Segundo Motta, a decisão judicial sobre as emendas ao Orçamento não aponta desvios, abusos ou aplicação irregular de recursos públicos, limitando-se a inferências que tentam “criminalizar a atividade política”. Ele ressaltou que a distribuição das emendas segue estritamente a moldura normativa vigente e os compromissos institucionais firmados entre os Poderes Executivo e Legislativo perante o próprio Supremo Tribunal Federal (STF).

Trabalho técnico
O presidente da Câmara também destacou a lisura do trabalho dos servidores da Casa. De acordo com a nota, a autorização para que as equipes de assessoria operacionalizem as indicações de emendas, seguindo a orientação das direções partidárias, faz parte da normalidade administrativa do mandato parlamentar e não configura qualquer tipo de irregularidade.
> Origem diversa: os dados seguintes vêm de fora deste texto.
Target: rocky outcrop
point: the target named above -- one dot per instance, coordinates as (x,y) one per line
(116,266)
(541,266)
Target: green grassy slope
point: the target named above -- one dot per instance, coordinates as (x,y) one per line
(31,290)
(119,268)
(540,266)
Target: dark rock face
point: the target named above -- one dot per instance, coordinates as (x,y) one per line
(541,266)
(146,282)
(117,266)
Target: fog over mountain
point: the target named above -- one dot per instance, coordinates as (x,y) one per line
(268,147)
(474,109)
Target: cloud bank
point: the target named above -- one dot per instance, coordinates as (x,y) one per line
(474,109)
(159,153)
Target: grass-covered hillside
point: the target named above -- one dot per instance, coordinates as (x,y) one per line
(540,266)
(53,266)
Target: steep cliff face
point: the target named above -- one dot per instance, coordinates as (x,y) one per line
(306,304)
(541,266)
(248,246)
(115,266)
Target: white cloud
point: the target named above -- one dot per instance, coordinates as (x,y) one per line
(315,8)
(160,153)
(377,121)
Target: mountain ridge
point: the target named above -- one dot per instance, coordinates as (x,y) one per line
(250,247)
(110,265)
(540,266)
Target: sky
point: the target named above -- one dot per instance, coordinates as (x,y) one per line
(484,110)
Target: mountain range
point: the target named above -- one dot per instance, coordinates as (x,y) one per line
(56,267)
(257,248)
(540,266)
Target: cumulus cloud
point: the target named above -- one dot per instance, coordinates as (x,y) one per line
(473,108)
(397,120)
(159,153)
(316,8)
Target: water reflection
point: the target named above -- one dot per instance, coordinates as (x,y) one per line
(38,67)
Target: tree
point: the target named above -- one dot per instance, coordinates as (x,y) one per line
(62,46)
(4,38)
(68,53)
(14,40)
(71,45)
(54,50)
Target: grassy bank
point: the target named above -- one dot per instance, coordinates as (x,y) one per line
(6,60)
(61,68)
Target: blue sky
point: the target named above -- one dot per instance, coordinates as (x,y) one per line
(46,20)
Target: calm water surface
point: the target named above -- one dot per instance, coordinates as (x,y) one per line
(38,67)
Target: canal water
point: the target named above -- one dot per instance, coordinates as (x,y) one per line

Por fim, Hugo Motta reafirmou o compromisso da Câmara dos Deputados em seguir conduzindo seus trabalhos com transparência, respeito à ordem jurídica e preservando a plena independência do Poder Legislativo.

Leia a nota na íntegra:

A Presidência da Câmara dos Deputados manifesta seu inconformismo diante da indevida intervenção judicial no mérito de atividade típica do Parlamento.

A decisão em questão não identifica desvio, abuso ou aplicação irregular de verbas públicas. Limita-se a inferições e a tentar criminalizar a atividade política. Torna-se inaceitável, tendo em vista que a alocação das emendas está em plena conformidade com a moldura normativa vigente e com os compromissos institucionais firmados entre o Executivo e o Legislativo perante a própria Corte Constitucional.

A Presidência da Casa registra, ainda, confiança no trabalho de seus servidores. A autorização conferida pelos parlamentares para que as equipes que os assessoram operacionalizem as indicações segundo orientação da direção partidária insere-se na normalidade do funcionamento administrativo do mandato e não traduz qualquer irregularidade.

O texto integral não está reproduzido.